The RBI does not need to provide direction. Bitcoin would only come under the purview of the central bank and it would have business looking into it if it were recognised as a currency. So far, they have called it a physical asset. The apex bank also asked investors to be cautious before investing which is a loosely worded statement that only serves to clarify RBI’s stand - that it’s not treating bitcoins as a currency. Then it becomes a commodity and its rules apply. So whether you're trading in gold, silver or bitcoin, the legality remains the same. To sum it up, if the RBI declares something not to be a currency, it does not become illegal. Currently, it’s not illegal to buy or trade bitcoins.

Q Do you consider it a commodity or a currency?
Right now, it is a commodity. If something appreciates this dramatically in value, there is incentive in hoarding it and not spending it. Traditionally for fiat money, there is an incentive to invest, because it depreciates in value by lying around. For bitcoins, right now, it’s the other way around. In a way, it is mimicking the value of gold. Once bitcoin touches the $100,000 or $150,000 cap, there will be saturation and the volatility you see today will reduce dramatically.

At $100,000 dollar value with 2 million bitcoins mined, it will become a $2 trillion ecosystem which is equivalent to the size of the Indian economy. At that point, by default there will be a slowdown. Right now, the market is still expanding and people are still getting used to it. In the first decade of any commodity, there's a price discovery mechanism at work. Once more people adapt it and you reach a critical mass, the volatility automatically goes down.
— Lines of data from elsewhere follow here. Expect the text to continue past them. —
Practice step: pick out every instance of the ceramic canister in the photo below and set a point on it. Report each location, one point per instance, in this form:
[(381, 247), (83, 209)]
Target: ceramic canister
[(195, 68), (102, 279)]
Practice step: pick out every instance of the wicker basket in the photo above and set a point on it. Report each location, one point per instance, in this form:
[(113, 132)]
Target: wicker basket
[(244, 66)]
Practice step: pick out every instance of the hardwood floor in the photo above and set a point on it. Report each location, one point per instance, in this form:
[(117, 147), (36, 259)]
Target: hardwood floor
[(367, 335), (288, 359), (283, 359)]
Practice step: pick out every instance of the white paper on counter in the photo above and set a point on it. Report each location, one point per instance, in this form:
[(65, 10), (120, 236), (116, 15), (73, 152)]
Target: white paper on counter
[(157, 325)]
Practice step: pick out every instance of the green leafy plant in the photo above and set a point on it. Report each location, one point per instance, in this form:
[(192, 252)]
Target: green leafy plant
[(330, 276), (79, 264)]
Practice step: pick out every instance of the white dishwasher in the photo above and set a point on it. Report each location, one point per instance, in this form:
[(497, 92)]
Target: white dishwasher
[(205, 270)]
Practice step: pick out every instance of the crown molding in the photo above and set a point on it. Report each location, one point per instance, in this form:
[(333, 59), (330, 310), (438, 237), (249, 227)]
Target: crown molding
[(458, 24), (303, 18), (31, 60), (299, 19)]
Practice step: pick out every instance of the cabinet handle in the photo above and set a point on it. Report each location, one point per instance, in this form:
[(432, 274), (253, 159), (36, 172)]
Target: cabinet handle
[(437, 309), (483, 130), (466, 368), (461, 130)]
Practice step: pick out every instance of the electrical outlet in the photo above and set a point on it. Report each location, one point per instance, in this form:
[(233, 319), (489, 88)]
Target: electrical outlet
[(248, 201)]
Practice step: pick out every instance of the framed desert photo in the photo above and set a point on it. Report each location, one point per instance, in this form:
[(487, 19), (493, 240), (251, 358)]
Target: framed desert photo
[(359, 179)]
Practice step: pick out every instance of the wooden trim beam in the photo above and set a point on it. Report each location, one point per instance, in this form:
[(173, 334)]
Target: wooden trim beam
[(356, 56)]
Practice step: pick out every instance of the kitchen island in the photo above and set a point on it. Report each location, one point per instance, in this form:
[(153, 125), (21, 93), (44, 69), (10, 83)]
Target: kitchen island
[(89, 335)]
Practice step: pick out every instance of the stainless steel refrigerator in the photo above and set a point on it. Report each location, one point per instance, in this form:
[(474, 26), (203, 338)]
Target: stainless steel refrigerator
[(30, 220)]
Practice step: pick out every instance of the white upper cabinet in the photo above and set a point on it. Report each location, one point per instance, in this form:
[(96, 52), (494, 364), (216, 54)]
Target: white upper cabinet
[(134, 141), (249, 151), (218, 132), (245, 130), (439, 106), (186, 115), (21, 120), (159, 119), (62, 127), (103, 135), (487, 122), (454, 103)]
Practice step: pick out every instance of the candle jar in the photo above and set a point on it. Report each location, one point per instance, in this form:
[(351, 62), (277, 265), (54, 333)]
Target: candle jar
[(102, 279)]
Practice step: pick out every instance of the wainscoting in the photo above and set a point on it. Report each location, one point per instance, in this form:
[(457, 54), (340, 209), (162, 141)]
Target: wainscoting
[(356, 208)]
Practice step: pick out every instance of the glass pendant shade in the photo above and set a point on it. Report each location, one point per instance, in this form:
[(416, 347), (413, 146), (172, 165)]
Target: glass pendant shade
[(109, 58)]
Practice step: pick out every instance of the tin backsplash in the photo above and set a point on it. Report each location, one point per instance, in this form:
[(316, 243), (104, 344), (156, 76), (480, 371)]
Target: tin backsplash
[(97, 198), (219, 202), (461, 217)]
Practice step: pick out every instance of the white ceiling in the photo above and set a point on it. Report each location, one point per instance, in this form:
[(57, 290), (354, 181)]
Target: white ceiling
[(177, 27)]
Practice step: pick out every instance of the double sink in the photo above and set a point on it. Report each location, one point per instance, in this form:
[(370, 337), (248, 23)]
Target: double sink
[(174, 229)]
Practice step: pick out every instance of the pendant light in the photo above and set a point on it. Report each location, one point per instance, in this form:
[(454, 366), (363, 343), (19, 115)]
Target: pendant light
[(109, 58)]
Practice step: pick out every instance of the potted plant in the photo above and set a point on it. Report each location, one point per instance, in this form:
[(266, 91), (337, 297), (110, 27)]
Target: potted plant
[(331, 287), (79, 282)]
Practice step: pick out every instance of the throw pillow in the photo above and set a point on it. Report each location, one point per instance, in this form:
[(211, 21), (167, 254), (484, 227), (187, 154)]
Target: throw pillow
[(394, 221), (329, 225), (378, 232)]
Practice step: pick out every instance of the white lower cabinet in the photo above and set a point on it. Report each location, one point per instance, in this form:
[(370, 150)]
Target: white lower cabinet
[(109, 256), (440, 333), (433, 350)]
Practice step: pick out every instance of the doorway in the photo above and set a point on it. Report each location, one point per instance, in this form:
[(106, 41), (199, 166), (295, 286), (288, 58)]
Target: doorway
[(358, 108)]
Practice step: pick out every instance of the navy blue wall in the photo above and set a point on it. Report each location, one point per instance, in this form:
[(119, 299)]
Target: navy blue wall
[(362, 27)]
Q For how long do you see the volatility going on?
The volatility has already reduced. Back in the day, bitcoin prices used to fluctuate about 80-90 percent in a day, now it’s come down to 15-20 percent a day. At this point, $15,000 apiece sounds like a great number but when bitcoin went from $200 to $5,000, it was a much bigger jump in sheer percentage terms. The jump to $15000 is 3x not 10x. The price rise is coming down gradually and you will see that pattern playing out going ahead. Over the next four years, the volatility will automatically reduce.  

Q Since the value is fluctuating so much, does it make sense to transact currently?
It all depends on what the investment objectives are. If you really need the money, you will sell no matter what. With the volatility, the transactions have gone up and the blockchains are clogged. Every block right now is more than 1 mb which signifies that every block is completely occupied.

Right now, bitcoin trading is cheaper than owning real estate and selling them at a good price point. The cost of a bitcoin transaction is negligible. If it's an investment and an asset you are willing to hold, it's way cheaper than real estate.

Q What advice would you give people looking at buying bitcoins at this level?
If you have a three-four year horizon in mind, then bitcoin is a good buy because we are looking at bitcoins at $100,000 or $150,000 over the next two-three years. If you're looking to make instant money on the hype, it's probably a very bad idea. My advice to anyone who wants to invest is that cryptocurrency shouldn't exceed 10 percent of your portfolio. At the end of the day, it's a risky investment and you can't say it's absolutely safe. It can go either way. If your risk appetite is 5 percent of your portfolio, do not exceed 5 percent or if it’s 10 percent of your portfolio, don't exceed that.